At The Embry Law Firm, we understand that this is a difficult time for your family. We offer legal guidance and support for Georgia families who have suffered the loss of a loved one due to someone else’s negligence, recklessness, or criminal acts.
In this post, we offer some answers to the most common questions clients ask about wrongful death claims. It is our hope that you will find this information helpful, and will contact us so that we can help you further.
FAQs About Wrongful Death Claims
Q: What constitutes a “wrongful” death?
A: Georgia law defines wrongful death as a death that is “negligent, reckless, intentional, or criminal”. Examples include:
- A driver is killed in an accident caused by a drunk driver.
- A patient dies on the operating room table because the surgeon made a mistake.
- A baby suffers a fatal brain injury during birth because the doctor failed to order a c-section.
- A woman is attacked outside an apartment complex that has a history of criminal activity. The owner failed to properly secure the property or adequately light the parking lot.
These are just a few examples of situations that may qualify as a wrongful death.
Q: If criminal charges are filed, can I still file a wrongful death claim?
A: Yes. Criminal cases and civil cases (lawsuits) are handled in different courts. If the person responsible for your loved one’s death is being charged criminally, you can still file a civil claim against him or her and pursue financial compensation. Any criminal sentence will be completely separate from a verdict or settlement in your lawsuit.
Q: Is there a time limit for filing a wrongful death claim?

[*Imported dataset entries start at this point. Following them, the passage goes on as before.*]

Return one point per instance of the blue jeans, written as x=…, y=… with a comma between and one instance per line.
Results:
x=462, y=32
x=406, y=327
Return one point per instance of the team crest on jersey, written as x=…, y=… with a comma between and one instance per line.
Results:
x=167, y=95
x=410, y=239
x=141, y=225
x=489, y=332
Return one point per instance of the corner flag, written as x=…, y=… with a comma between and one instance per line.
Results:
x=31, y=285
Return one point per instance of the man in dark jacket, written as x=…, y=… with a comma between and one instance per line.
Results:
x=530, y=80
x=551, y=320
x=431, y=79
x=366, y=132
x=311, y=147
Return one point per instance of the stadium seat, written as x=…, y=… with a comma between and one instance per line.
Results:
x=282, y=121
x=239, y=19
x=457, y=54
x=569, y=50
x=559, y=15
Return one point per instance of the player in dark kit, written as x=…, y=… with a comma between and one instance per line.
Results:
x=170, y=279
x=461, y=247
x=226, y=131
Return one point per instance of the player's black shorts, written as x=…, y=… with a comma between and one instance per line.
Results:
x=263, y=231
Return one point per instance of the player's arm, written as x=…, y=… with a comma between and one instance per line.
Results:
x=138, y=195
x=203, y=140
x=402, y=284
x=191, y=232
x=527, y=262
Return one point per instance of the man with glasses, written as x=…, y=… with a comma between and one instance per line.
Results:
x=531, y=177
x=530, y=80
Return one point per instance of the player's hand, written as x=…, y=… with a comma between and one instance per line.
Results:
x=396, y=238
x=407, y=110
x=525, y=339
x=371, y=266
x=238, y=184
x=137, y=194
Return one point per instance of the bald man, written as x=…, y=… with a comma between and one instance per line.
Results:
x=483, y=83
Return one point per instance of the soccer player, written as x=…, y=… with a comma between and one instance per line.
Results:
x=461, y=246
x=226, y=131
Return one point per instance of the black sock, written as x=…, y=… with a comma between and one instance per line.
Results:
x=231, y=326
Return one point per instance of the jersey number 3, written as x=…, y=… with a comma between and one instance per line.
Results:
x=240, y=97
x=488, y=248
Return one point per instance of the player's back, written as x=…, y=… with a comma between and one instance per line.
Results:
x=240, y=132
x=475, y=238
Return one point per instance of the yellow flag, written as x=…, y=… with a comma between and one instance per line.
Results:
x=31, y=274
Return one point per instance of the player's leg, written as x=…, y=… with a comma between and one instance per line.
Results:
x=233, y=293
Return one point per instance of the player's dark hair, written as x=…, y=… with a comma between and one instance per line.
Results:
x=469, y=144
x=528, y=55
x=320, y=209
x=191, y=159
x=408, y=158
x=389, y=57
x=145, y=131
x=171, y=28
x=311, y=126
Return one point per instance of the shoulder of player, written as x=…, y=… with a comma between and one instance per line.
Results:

A: Yes. In Georgia, the statute of limitations (period of time you have to file) is two (2) years from the date of death. The vast majority of claims brought after the two-year statute of limitations has expired are rejected. There are a few situations that may “pause” the statute of limitations, such as if the case is being investigated in criminal court. Civil claims are paused until the criminal element is resolved. The statute of limitations then picks up again.
Q: How much is my wrongful death claim worth?
A: There is no way to guess or average what your claim is worth. Valuing a claim is done through a series of processes. The type of damages you can pursue, and the value thereof, will depend on the facts of your case.
Q: Do I need a lawyer to file a wrongful death claim?
A: Technically, you can file a lawsuit without consulting with an attorney. However, it is always recommended that you work with an attorney. Why? Because a wrongful death attorney can help ensure that your case is solid, legally sound, and likely to result in a favorable outcome for your family. An attorney can help you overcome obstacles, communicate with other parties, and negotiate the legal process. Wrongful death claims can be complex and complicated. Also, it may be difficult for you to handle. You and your family are already in an emotionally-vulnerable state. An attorney will work on your behalf so you can focus your attention where it is needed most.